Dicycloplatin was developed in China and it was used for phase I human trial clinical in 2006. The drug was approved for chemotherapy by the Chinese FDA in 2012.

==Medical uses==
Dicycloplatin can inhibit the proliferation of tumor cells via the induction of apoptosis. It is used to treat a number types of cancer which are non-small-cell lung carcinoma and prostate cancer.

==Side effects==
Similar to cisplatin and carboplatin, dicycloplatin also contains some side effects, which are nausea, vomiting, thrombocytopenia, neutropenia, anemia, fatigue, loss of appetite, liver enzyme elevation, and alopecia. However, with doses up to 350 mg/m(2), there is no significant toxicity; these effects are observed only at higher doses. Furthermore, the nephrotoxicity of dicycloplatin is reported to be less than that of cisplatin, and its myelosuppressive potency is similar to that of carboplatin.

==Chemical structure==
Dicycloplatin consists of carboplatin and cyclobutane-1,1-dicarboxylic acid (CBDC) linked by the hydrogen bond. In the structure of dicycloplatin, there are two types of bond: O-H...O is the bond between the hydroxyl group of CBDC with carboxyl oxygen atom. It creates the one-dimensional polymer chain of carboplatin and CBDC. The second one is N-H...O which links between the ammonia group of carboplatin and oxygen of CBDC. It forms the two-dimensional polymer chain of carboplatin and CBDC. In aqueous solution, the 2D-hydrogen bonded polymeric structure of dicycloplatin is destroyed. Firstly, the bond between ammonia group of carboplatin and oxygen of CBDC breaks, thus inducing the formation of one-dimensional dicycloplatin. After that, the strong hydrogen bond breaks and creates an intermediate state of dicycloplatin. Finally, the rearrangement of different orientation of carboplatin and CBDC leads to the formation of intramolecular hydrogen bond and a supramolecule of dicycloplatin with two O-H...O and N-H...O is created.

==Mechanism of action==
Similar to carboplatin, dicycloplatin inhibits the proliferation of cancer cells by inducing cell apoptosis. When treated with dicycloplatin, some changes in the properties of Hep G2 cells are observed: the declination of Mitochondria Membrane Potential, the release of cytochrome c from mitochondria to cytosol, the activation of caspase-9, caspase-3 and the decrease of Bcl-2. Those phenomena indicate the role of mitochondrial in the apoptosis by intrinsic way. Furthermore, the increase in caspase-8 activation is also observed. This can stimulate the apoptosis by activating downstream caspase-3 or by cleaving Bid.
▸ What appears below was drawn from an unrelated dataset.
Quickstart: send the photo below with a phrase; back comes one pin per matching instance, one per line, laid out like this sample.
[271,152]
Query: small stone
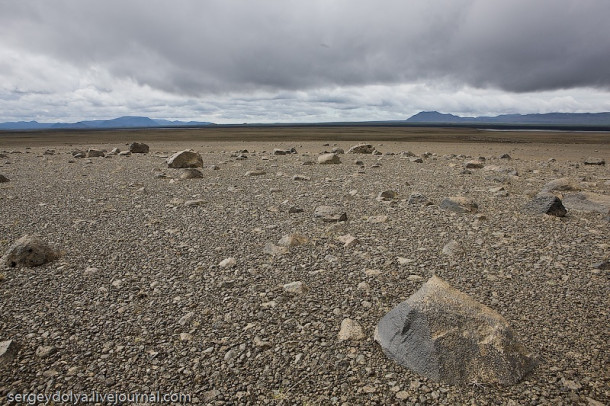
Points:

As a result, the cleavage of Bid (tBid) transfers to the mitochondria and induce mitochondrial dysfunction which promotes the release of cytochrome c from mitochondria to cytosol. From the dicycloplatin-treated Hep G2 cell, an excessive amount of reactive oxygen species was detected, which plays an important role in the release of cytochrome c. In the mitochondria, the release of hemoprotein happens through 2-step process: Firstly, the dissociation of cytochrome c from its binding to cardiolipin happens. Due to the reactive oxygen species, the cardiolipin is oxidized, thus reducing the cytochrome c binding and increase the concentration of free cytochrome c.